I've noticed as more of her friends pass, the more she has been around for family events, but I do suspect this will die down.



On that note, I am gonna call grandma and schedule a visit tomorrow. She says "you know us old folks, we only plan for the day we wake".



I visited the villages with In Laws. Lady across the street left her home twice that we saw, and it was to put the trash out and bring the can back in. Shades shut, closed out to society. This is not me.
 
OK, too late to edit, so I'll add: This is one of my smaller pet peeves. Patronizing, I believe it's called. And it happens a lot, to me, with that age group.

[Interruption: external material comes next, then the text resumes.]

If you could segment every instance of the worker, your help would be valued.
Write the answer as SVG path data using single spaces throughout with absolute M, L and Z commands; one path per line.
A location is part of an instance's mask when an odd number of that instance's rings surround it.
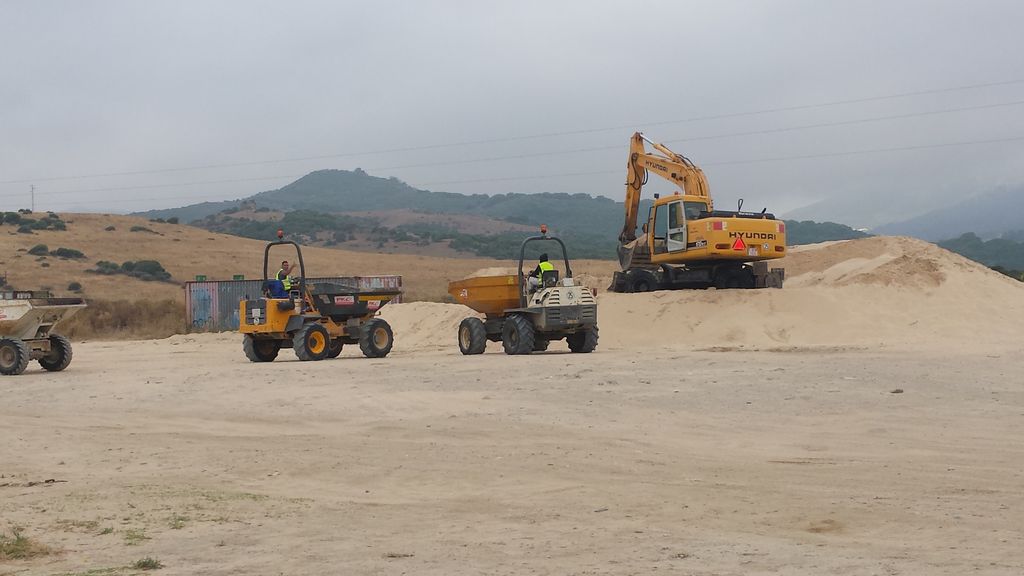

I call it "big brother" behavior because my brother does it, and he's 75. His guy friends do it, too - talk to me like I'm a little girl. I run into it at the gym with the older men, too. Unsolicited, dopey advice about the machinery. Some 70-year-old guy commented the other day, after working in with me, "Wow, that's a lot of weight for you." It was the same weight he was using!

I know, so what's with the big bro act? Giving dumb advice that a 16-year-old wouldn't need, for example.
 
OK, too late to edit, so I'll add: This is one of my smaller pet peeves. Patronizing, I believe it's called. And it happens a lot, to me, with that age group.

I call it "big brother" behavior because my brother does it, and he's 75. His guy friends do it, too - talk to me like I'm a little girl. I run into it at the gym with the older men, too. Unsolicited, dopey advice about the machinery. Some 70-year-old guy commented the other day, after working in with me, "Wow, that's a lot of weight for you." It was the same weight he was using!

"We take our own chances, and pay our own dues
The silver tongued devil and I"
:LOL:
 
OK, too late to edit, so I'll add: This is one of my smaller pet peeves. Patronizing, I believe it's called. And it happens a lot, to me, with that age group.

I call it "big brother" behavior because my brother does it, and he's 75. His guy friends do it, too - talk to me like I'm a little girl. I run into it at the gym with the older men, too. Unsolicited, dopey advice about the machinery. Some 70-year-old guy commented the other day, after working in with me, "Wow, that's a lot of weight for you." It was the same weight he was using!
Well, but he is a male, and it seems to me that often males are able to lift more than females. Perhaps that is an attempt to be sweet and kindly. The way I see it, they are noting that you are female and saying that they are impressed that a female could lift that much.

Back when I was lifting weights I liked it when they said that, because I really didn't have a clue as to how much was or wasn't a lot of weight for a 60+ year old woman to be lifting on the weight machines.

But then, I am 70 so maybe I am thinking like that 70 year old guy due to my age.
 
Not sure what that means, or has to do with men in their 70's versus women in their 60's. We are all old enough to have plenty of life experience, most of it several times over.

"We take our own chances, and pay our own dues
The silver tongued devil and I"
:LOL:
 
What if I'd said the same thing to him? We were using the same weight, and he was an older man with a pot belly. Maybe I should have warned him about straining his heart! :D:facepalm: It simply does not occur to me to talk down to people like that.

Well, but he is a male, and it seems to me that often males are able to lift more than females. Perhaps that is an attempt to be sweet and kindly. The way I see it, they are noting that you are female and saying that they are impressed that a female could lift that much.

.
 
Not sure what that means, or has to do with men in their 70's versus women in their 60's. We are all old enough to have plenty of life experience, most of it several times over.

You must have encountered males, at any age, who are the antithesis of The Silver Tongued Devil, with hapless pick up/chat lines that they erroneously consider suave?